Part 3 – Third Trimester Exercise Guidelines

A Little About Me 

I am currently studying for my pre & post natal certification through an amazing company called Girls Gone Strong. My goal is to share as much as I can with my audience and help educate other moms (like myself) who need some guidance. I’m excited to share the last part of this three part blog series that will highlight the third trimester and some general considerations when exercising. If you are newly pregnant and haven’t read part one (guidelines in the first trimester), please refer to this blog post. Let’s get to it!

The 3rd Trimester 

The third trimester is a time of rapid growth and you may be starting to feel physically uncomfortable (I know I am!). A lot of women experience aches and pains throughout the day, have a hard time getting comfortable enough to sleep, experience braxton-hicks contractions, lower back pain, pelvic girdle pain, and overall fatigue. As I write this, I am currently in my third trimester with my second baby and am experiencing all of these! Lucky me, right?! Difficulty sleeping has been the hardest one for me, I’m trying to get as much rest as I can but between insomnia and overall discomfort, it’s tough. I’m also being kicked and punched A LOT all day and night thanks to the one man party going on in my belly! I think this one is going to be a bit wild so wish me luck. #twoboylife Our bodies are working so hard right now so be easy on yourself and rest when you can (hopefully better than me!). The baby is growing at a very fast rate and we are gaining more weight as he or she grows, which can put extra strain on our bodies. This makes our workouts feel a lot more challenging! It’s a very crucial time to listen to your body and do what makes you feel best.  As with the first two trimesters, your workout program will depend on your level of experience prior to pregnancy, how you feel throughout your pregnancy, and your goals. Most importantly, you will need to listen and work with your doctor to make sure you are cleared to workout and you are exercising within their guidelines and restrictions, if any. The below guidelines are not to substitute for medical advice but to share general guidelines from what I am learning and what the current research says. Please talk with your doctor before starting any workout program. 

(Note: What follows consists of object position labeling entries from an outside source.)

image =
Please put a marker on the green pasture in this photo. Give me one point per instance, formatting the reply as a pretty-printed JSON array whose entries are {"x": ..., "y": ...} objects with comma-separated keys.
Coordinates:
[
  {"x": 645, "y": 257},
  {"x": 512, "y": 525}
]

The Core & Pelvic Floor Connection 

It’s still important to continue connecting your core & pelvic floor in this trimester. It’s beneficial for proper function of the pelvic floor during pregnancy, birth, and postpartum if you learn to strengthen and relax these muscles. As your belly grows, breathing may feel more challenging but it will still benefit you greatly by continuing to incorporate the connection breath (especially when it comes to preventing incontinence). Please see my previous blog post for details on what the connection breath is and how to perform it. In this trimester, I would recommend performing it seated instead of on your back, like in this video. Incorporate the connection breath either before or after your workout, whichever you prefer. I usually perform 10 breaths in my warm-up and then 10 after my workout to wind down and relax. I also like taking a few deep breaths when I get in bed every night to try and relax and wind down from the day.  

Using your breath during exercise is very helpful! It’s important to avoid holding your breath or bracing too hard during movements that are more challenging. Remind yourself to breath throughout each exercise, ideally inhaling when setting up the exercise and exhaling during the effort. For example, during a squat, inhale on the way down to relax your belly and pelvic floor and then exhale on the way up as you lift the pelvic floor. 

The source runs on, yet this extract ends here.